Incident management policies: SysCloud has defined Incident Management policies and procedures. Security events that impact the confidentiality, integrity, or availability of systems or data is classified as an Incident.
- Training users on security operations and incident response
- Defining playbooks and guides to ensure reliable and consistent response
- Testing is simulated taking a variety of scenarios, including insider threats and software vulnerabilities to assess the effectiveness of incident response.
- Updating Incident Management policies and procedures as necessary
Incident reporting: Incidents can be either reported by internal teams or customers by sending an email to firstname.lastname@example.org. On receipt of an incident, SysCloud’s internal teams respond by logging and prioritizing the incident according to its severity. Events that directly impact customers are treated with the highest priority. Assigned teams complete initial triage, perform root cause analysis, identify corrective action and preventive action. An action owner and target timelines are assigned against each action plan. The status of incidents and action plans are reviewed by Management on a weekly basis.
- Communication with relevant internal and external stakeholders, including notification to affected customers to meet breach or incident notification contractual obligations and to comply with relevant laws and regulations
- Gather and preserve evidence for investigative efforts
What are the customer’s obligations for securing their backup archives on SysCloud?
User administration: Configuring settings through the Admin Console including assigning users and modifying roles. Customize settings and choose the appropriate level of access and role for a user. Ensuring only authorized users have access to the SysCloud application.
Authentication: Managing authentication to the SysCloud application and enforcing strong password security controls. Avoid sharing of user credentials.
Data management: Selection of data to be backed up and also controlling the inclusions and exclusions to the data, performing cross user restore and all other functions relating to data from the Admin console.

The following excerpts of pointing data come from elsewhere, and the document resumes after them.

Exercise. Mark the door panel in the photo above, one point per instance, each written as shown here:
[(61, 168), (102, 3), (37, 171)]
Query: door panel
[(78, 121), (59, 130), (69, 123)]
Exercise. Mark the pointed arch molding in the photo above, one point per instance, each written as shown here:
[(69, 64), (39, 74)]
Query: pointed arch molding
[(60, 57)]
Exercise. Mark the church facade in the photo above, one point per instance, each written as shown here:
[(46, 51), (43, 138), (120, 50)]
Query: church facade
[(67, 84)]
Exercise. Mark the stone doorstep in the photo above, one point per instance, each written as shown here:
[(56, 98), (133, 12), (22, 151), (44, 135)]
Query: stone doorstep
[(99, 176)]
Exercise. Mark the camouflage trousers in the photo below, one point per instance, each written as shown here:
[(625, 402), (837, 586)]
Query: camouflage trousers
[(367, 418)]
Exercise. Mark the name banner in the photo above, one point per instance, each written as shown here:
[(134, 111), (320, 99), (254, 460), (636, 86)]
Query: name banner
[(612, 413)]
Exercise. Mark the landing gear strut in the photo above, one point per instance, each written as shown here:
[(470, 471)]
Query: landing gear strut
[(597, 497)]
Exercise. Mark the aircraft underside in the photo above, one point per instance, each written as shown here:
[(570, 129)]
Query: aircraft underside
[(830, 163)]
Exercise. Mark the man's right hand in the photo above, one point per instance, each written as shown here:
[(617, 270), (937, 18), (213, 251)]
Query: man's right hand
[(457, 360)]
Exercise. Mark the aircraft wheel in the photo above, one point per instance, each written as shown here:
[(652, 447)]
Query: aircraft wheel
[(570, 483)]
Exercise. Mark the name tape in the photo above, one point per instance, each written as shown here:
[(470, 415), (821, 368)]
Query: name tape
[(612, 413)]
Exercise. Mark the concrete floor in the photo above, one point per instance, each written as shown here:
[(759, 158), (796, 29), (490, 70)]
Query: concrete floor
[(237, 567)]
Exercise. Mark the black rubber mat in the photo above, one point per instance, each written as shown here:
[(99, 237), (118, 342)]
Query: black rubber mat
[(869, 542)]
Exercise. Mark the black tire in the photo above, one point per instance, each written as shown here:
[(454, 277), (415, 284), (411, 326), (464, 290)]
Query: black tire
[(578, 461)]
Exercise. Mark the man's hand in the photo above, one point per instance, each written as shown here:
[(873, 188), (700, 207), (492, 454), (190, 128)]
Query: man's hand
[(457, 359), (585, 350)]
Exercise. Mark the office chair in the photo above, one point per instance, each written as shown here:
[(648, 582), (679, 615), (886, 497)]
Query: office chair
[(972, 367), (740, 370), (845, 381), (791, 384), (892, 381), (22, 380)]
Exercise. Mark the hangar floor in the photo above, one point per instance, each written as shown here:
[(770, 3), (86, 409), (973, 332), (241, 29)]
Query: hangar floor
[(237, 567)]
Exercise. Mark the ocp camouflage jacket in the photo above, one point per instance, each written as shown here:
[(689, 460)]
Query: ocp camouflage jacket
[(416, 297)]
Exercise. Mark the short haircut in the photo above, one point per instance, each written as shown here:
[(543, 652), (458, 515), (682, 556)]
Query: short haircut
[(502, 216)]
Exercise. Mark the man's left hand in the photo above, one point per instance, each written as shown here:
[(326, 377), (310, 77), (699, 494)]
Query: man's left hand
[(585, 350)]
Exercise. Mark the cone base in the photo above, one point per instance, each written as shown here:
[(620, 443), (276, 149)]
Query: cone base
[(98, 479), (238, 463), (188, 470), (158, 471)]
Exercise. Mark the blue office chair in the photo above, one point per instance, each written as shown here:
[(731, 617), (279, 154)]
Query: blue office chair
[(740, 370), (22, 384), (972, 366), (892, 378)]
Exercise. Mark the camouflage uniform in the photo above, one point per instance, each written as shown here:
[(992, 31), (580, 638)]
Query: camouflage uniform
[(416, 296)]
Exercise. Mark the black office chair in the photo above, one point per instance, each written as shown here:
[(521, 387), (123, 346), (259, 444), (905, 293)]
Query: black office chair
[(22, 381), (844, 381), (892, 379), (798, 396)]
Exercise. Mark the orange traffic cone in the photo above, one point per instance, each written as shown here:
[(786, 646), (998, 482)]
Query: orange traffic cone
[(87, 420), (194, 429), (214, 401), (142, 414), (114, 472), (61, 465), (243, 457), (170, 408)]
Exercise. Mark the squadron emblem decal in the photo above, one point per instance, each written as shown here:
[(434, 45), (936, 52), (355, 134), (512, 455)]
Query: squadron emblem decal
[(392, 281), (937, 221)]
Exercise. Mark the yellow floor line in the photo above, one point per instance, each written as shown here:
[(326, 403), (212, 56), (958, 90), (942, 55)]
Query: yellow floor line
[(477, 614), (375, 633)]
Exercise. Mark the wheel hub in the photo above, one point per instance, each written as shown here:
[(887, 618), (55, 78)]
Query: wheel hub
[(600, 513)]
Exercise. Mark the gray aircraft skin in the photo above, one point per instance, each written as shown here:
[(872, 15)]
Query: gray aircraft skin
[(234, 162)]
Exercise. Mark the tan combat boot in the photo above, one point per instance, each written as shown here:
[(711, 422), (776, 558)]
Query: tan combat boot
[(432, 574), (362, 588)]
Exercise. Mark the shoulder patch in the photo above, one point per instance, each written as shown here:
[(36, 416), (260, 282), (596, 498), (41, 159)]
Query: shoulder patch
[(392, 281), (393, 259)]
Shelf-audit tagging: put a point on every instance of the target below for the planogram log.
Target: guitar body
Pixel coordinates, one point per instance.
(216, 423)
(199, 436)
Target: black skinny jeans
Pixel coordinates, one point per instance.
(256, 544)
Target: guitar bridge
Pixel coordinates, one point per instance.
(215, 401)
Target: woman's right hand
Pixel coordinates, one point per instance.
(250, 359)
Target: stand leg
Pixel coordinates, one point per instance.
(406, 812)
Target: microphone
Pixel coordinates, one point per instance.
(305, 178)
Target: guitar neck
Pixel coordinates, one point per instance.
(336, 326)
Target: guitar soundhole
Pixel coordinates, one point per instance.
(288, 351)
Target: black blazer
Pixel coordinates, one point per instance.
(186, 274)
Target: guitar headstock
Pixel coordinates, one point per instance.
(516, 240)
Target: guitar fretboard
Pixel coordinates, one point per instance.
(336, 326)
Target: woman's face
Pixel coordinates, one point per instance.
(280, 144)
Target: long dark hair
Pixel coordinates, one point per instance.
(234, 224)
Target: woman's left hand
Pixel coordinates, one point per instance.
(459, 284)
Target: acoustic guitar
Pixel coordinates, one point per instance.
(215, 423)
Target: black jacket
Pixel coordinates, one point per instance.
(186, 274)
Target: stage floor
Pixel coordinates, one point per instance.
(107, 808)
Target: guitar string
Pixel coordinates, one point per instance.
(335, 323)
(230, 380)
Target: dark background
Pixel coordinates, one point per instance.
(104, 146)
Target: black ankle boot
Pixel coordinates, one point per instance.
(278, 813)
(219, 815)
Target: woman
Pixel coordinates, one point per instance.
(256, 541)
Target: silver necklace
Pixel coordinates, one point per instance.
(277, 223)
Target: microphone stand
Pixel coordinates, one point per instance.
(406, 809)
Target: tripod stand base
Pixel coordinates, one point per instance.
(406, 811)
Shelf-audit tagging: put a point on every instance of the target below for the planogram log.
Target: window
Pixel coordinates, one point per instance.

Backup configuration: Configuring backup settings such as retention, categories of data to be backed up, and restrict users from deleting data.

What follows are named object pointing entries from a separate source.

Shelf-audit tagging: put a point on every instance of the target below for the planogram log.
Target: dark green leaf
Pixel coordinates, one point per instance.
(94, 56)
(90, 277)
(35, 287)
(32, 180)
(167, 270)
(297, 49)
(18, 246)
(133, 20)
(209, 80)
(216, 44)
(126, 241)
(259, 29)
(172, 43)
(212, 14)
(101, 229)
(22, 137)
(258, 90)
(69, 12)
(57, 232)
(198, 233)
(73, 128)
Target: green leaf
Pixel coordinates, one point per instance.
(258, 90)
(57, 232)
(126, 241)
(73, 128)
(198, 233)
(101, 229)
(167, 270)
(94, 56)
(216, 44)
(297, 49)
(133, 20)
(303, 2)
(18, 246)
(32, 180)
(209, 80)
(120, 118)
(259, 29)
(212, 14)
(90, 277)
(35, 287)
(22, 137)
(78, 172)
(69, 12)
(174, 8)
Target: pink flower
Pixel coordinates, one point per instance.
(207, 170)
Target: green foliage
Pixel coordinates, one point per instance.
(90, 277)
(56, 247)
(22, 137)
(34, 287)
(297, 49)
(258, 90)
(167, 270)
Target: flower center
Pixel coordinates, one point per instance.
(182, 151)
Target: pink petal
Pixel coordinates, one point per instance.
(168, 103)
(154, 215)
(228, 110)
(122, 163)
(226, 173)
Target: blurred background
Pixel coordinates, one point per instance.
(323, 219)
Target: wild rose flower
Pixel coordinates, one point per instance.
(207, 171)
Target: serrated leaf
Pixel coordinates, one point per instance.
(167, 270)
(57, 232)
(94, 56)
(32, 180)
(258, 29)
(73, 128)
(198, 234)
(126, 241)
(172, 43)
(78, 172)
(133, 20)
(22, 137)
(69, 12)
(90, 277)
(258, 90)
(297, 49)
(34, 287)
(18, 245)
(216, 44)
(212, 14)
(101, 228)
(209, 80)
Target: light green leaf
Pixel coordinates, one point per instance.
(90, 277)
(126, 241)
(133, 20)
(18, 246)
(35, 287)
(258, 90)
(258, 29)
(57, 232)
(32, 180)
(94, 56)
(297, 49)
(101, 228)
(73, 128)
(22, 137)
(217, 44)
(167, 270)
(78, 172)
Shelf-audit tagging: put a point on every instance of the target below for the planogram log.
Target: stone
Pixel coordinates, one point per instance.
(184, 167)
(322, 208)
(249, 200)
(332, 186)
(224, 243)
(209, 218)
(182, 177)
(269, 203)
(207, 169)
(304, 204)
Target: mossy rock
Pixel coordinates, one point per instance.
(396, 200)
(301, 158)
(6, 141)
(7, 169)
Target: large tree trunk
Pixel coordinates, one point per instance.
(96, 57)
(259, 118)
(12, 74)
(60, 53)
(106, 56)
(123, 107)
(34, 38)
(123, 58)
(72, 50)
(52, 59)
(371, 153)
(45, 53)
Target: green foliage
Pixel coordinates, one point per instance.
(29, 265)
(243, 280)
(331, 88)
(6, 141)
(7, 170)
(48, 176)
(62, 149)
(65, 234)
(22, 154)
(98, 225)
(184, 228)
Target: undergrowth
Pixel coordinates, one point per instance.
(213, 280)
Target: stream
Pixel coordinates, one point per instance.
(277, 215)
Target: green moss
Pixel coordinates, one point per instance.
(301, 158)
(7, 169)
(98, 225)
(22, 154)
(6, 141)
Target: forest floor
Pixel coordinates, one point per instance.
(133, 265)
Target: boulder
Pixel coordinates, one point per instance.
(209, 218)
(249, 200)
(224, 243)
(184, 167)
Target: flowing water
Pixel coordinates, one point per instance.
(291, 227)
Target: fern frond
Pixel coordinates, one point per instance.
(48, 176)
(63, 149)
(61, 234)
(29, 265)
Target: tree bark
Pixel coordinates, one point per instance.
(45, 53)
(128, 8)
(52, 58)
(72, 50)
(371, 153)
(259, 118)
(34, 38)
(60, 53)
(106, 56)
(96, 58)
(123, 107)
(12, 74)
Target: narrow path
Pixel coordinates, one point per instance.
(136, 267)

Evaluate regulatory and compliance fitness: Determining if SysCloud security practices are aligned to your compliance program. SysCloud Backup and Data protection applications are covered by SOC 1 Type 2 and SOC 1 Type 2 Attest reports. We can also provide access to additional documentation under a non-disclosure agreement to help you make an informed decision. This includes mapping of our internal practices between requirements of HIPAA, COPPA, and FERPA.
What are security certifications and what do we have?
Service Organization Controls
SOC 1 Type 2 Report provides assurance on the design and operating effectiveness of Internal Controls over Financial Reporting at Service Organization.
SOC 2 Type 2 Report - SOC 2 Report covers the Security, Confidentiality, and Privacy Trust Services Criteria. SOC 2 Report confirms that SysCloud controls are designed and operating effectively to meet the 2017 Trust Services Criteria.